As usual, Finn’s songs are filled with detailed stories of lost loves and new ones, depressing trips to bars, and the mixture of optimistic hope and pessimistic despair found throughout The Hold Steady’s catalog. So if you’re looking to listen to some great stories, you’re in luck. But many other artists, including Finn himself, have crafted great albums that combine masterful storytelling with excellent music to accompany the words.
Lost in the mix on Clear Heart Full Eyes is any sense of musical ambition or scope. Instead, the album plays out like a series of spoken word poems, told over repetitive twangy southern guitars in the same monotone, congested voice Finn’s always had.
Choruses are lazy or nonexistent (in “Jackson,” the “chorus” just sounds like another two lines of the song), instrumentation is minimal throughout (opener “Apollo Bay” has a long, droning whine that builds to nowhere), and Finn almost never attempts to diverge from his low-register, speaking voice.
The album has its moments – the spirited, rambling drums in “When No One’s Watching” best compliment the storytelling of Finn, as he tells of a man who is “living off of lies to lonely women,” but talks about himself as a hero. “New Friend Jesus” has one of the album’s best melodies and a free-wheeling country feel, with plenty of good-natured humor – the song, true to its title, finds Finn making new friends with a certain messiah: “Everybody is saying that the lights don’t shine, but the lights shine down on me, got a new friend and my new friend’s name is Jesus.” As always, the story is regretful and reflective: “I wish I was with Jesus when you met me,” Finn sings.
While the song’s narrative is cute, Finn’s technique can become tiresome – “New Friend Jesus” comes right after “No Future,” which closes with a personification of the devil: “The devil is a person, I met him at the Riverside Perkins.” A listener can only take so many stories of regret, lonely trips to bars, and personifications of religious figures – that is, unless they are accompanied with spirited musical arrangements, which Clear Heart Full Eyes is lacking.

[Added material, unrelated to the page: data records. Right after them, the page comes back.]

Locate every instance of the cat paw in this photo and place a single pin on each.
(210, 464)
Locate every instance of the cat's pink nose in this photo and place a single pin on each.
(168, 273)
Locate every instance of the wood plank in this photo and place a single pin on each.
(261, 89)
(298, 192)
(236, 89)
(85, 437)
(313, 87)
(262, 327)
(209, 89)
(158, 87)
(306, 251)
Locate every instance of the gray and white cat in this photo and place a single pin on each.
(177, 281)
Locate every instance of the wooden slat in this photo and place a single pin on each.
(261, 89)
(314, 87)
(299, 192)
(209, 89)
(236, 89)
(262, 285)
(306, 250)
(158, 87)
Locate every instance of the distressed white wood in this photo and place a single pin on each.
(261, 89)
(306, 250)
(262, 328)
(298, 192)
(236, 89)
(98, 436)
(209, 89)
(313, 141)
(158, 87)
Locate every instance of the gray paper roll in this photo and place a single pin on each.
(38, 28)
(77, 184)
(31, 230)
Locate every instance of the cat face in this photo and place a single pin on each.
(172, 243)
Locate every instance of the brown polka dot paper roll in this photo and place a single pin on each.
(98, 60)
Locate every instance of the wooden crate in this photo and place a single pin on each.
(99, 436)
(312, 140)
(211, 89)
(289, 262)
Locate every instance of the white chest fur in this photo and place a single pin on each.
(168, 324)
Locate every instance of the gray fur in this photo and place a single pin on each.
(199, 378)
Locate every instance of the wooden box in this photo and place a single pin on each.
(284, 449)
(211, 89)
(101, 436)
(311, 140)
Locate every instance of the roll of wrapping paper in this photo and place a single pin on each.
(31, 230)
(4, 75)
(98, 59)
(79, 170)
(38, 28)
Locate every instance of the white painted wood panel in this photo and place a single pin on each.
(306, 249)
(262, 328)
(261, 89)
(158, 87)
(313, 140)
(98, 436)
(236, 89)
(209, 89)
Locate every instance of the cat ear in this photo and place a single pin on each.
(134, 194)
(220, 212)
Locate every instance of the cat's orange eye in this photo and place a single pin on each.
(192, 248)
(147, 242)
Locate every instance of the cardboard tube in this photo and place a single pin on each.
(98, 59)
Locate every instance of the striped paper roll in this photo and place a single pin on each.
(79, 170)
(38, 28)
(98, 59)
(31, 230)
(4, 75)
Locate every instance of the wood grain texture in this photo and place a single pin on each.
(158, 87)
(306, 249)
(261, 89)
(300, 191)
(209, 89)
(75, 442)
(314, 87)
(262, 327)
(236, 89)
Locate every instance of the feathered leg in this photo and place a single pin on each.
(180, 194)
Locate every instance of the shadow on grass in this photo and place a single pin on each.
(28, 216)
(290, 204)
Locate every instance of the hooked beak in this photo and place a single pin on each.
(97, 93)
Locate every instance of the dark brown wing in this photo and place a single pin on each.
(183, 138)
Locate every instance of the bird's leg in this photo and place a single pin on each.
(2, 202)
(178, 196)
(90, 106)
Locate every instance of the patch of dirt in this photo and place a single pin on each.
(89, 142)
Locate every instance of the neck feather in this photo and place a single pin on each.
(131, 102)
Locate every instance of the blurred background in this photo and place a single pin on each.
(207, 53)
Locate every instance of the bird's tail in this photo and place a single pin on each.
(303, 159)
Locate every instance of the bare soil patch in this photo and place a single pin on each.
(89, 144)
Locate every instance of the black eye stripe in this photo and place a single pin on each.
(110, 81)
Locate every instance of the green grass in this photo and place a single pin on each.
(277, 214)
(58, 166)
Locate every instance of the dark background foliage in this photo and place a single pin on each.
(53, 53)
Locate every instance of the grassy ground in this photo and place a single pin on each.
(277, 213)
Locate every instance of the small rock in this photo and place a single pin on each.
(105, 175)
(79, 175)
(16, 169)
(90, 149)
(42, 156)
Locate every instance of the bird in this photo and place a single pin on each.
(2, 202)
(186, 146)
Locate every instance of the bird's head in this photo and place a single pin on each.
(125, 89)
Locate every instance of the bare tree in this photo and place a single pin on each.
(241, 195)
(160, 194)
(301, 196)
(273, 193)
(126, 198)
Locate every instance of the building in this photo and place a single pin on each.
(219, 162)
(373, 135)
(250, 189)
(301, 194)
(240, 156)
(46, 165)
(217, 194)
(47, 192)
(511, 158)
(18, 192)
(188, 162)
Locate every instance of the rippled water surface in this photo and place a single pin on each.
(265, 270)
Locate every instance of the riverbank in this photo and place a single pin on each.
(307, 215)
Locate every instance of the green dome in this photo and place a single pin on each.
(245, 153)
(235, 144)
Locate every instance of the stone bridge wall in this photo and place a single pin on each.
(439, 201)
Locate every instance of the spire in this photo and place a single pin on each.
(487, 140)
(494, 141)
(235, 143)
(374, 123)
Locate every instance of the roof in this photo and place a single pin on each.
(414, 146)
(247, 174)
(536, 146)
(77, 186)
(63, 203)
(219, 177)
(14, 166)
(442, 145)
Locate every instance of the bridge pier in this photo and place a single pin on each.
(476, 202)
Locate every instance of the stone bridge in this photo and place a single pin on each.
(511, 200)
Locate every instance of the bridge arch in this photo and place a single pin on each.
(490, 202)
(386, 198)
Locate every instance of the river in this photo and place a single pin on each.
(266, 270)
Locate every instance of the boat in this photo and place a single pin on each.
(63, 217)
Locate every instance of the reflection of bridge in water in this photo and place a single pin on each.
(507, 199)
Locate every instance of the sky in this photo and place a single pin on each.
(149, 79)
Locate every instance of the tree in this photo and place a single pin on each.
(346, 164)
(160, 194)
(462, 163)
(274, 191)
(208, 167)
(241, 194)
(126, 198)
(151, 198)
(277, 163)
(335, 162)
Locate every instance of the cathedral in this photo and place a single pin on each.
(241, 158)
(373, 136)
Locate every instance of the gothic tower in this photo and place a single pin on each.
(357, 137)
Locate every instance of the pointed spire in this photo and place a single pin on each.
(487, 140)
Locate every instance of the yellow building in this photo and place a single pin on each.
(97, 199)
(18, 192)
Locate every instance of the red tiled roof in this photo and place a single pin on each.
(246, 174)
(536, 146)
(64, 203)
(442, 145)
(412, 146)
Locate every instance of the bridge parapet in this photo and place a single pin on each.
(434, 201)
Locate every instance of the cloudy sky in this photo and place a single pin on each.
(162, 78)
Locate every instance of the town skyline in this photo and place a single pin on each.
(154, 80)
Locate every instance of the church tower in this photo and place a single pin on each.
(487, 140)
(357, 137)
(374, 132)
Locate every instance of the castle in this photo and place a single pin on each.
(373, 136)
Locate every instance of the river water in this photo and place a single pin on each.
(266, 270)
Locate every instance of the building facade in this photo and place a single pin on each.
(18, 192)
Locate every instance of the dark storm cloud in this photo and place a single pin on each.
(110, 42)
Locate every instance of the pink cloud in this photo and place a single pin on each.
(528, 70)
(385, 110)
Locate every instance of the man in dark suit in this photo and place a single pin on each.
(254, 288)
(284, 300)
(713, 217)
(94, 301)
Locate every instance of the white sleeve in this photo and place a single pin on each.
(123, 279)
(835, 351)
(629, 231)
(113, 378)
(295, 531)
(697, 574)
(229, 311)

Three minutes and eleven seconds into “Terrified Eyes,” another one of the album’s better songs, the faintest hint of a piano trickles in, wonderfully rolling alongside Finn’s voice as the song builds to a close: “In the middle of the day, she mostly feels okay, but when nighttime comes, she just feels terrified.” The piano fades back out just as quickly as it faded in, and the twangy guitars take over again. For that moment, the listener is briefly reminded of the magical music Finn can make, music that melds together the emotional lyrics and stories found all over this album with the beautiful chords, melodies, and arrangements that aren’t.